Dieser Film ist so wenig Filmkunst, wie man eine Liturgie als Performance wahrnimmt: "Katyn", die Krönung des Werks von Andrzej Wajda.

KAtyn: Tiefe Ergriffenheit möglich - wenn man sich ergreifen lässt. Bild: berlinale

Andrzej Wajda, 82, krönt sein Lebenswerk, das in den 50er-Jahren begann ("Asche und Diamant"), mit einem Monument. "Katyn", gedreht unter der Filmherrschaft des polnischen Präsidenten Lech Kaczynski, ist das in Film gemeißelte Denkmal für die polnischen Offiziere und Universitätsprofessoren, die 1940 auf Befehl von Stalin in der Gegend von Smolensk ermordet wurden. Die Rote Armee war 1939 in Ostpolen einmarschiert.

22.000 Opfer in Katyn. Ein Denkmal, ein Gedenkfilm, schien überfällig. Dem stand jedoch bis 1989 die kommunistische Lesart entgegen. Sie hatte als Täter die Nazis ausgemacht. Noch heute soll die Hälfte der Polen unsicher sein, wer eigentlich für die Massenmorde verantwortlich war. Der Film "Katyn" will dem abhelfen, und er wird im verunsicherten Polen sicherlich eine große Wirkung haben. "Katyn" ist eine eindringliche Lehrstunde, die an patriotische und religiöse Gefühle appelliert. Witwen und Waisen verdienen unser Mitgefühl. Von den vielen Uniformträgern, die nicht immer auseinandergehalten werden können, sind die Polen die Männer der Ehre. Wer sich nach 1945 den Kommunisten anpassen soll, zieht es vor, sich die Kugel zu geben.

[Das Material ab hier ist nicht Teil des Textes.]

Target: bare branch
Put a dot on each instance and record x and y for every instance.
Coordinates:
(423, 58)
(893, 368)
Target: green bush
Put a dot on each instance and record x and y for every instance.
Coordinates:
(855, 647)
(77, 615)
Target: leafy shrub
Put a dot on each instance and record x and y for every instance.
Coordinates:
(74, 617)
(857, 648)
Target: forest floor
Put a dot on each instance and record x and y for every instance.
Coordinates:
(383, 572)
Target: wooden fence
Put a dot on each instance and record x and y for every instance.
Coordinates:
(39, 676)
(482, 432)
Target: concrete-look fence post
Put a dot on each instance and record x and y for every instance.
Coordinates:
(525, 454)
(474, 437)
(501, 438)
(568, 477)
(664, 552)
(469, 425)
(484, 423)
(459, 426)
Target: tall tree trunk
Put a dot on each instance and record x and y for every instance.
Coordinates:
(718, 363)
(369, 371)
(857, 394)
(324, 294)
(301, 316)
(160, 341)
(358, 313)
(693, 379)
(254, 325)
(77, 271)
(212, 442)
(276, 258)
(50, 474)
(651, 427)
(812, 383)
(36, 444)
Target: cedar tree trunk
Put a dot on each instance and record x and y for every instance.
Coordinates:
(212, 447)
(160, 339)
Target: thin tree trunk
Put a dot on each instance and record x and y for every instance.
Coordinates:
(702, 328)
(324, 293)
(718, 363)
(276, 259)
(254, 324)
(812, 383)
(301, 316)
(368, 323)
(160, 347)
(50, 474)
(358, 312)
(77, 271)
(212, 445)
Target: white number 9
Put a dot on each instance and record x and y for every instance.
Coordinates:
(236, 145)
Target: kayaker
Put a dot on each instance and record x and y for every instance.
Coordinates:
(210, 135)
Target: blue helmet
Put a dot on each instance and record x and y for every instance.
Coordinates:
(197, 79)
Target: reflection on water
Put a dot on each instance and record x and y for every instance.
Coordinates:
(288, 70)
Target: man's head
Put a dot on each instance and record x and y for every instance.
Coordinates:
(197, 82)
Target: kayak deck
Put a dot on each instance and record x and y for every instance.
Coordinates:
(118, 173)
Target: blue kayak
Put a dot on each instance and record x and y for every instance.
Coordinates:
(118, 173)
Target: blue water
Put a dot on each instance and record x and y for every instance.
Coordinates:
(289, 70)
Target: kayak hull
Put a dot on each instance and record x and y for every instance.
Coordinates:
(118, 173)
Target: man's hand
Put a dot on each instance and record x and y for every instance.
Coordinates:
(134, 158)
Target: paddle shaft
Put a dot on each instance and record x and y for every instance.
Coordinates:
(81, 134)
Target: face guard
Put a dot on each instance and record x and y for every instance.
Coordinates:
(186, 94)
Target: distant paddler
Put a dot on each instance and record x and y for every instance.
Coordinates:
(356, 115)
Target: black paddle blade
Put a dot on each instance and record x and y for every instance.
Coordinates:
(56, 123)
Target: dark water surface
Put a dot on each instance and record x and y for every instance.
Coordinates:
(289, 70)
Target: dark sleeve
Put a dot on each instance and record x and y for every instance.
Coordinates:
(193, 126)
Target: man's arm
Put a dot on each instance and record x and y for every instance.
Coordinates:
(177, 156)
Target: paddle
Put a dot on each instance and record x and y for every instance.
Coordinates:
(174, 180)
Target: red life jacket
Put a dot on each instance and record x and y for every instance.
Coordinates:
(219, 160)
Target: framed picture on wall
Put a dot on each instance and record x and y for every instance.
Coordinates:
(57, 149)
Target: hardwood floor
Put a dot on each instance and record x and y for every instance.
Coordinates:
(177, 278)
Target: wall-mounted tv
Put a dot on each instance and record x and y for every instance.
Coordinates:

Filmdokumente von den Massenmorden beglaubigen, was im eingängigen TV-Format nachgespielt wird. "Katyn" ist vom polnischen Fernsehen produziert worden. Eindrucksvoll ist, wie die von der Wehrmacht 1943 dokumentierte Exhumanation der Opfer von den Sowjets übernommen, instrumentalisiert und kommentiert wird. Aber um Argumentation geht es nicht. Es geht um ein gewaltiges Requiem und um das Finale der eigens komponierten Sinfonien von Krzysztof Penderecki. Auch steigern sich die liturgischen Elemente. Immer mehr Priester kommen ins Bild, die das Kreuz schlagen und die Bedürftigen segnen.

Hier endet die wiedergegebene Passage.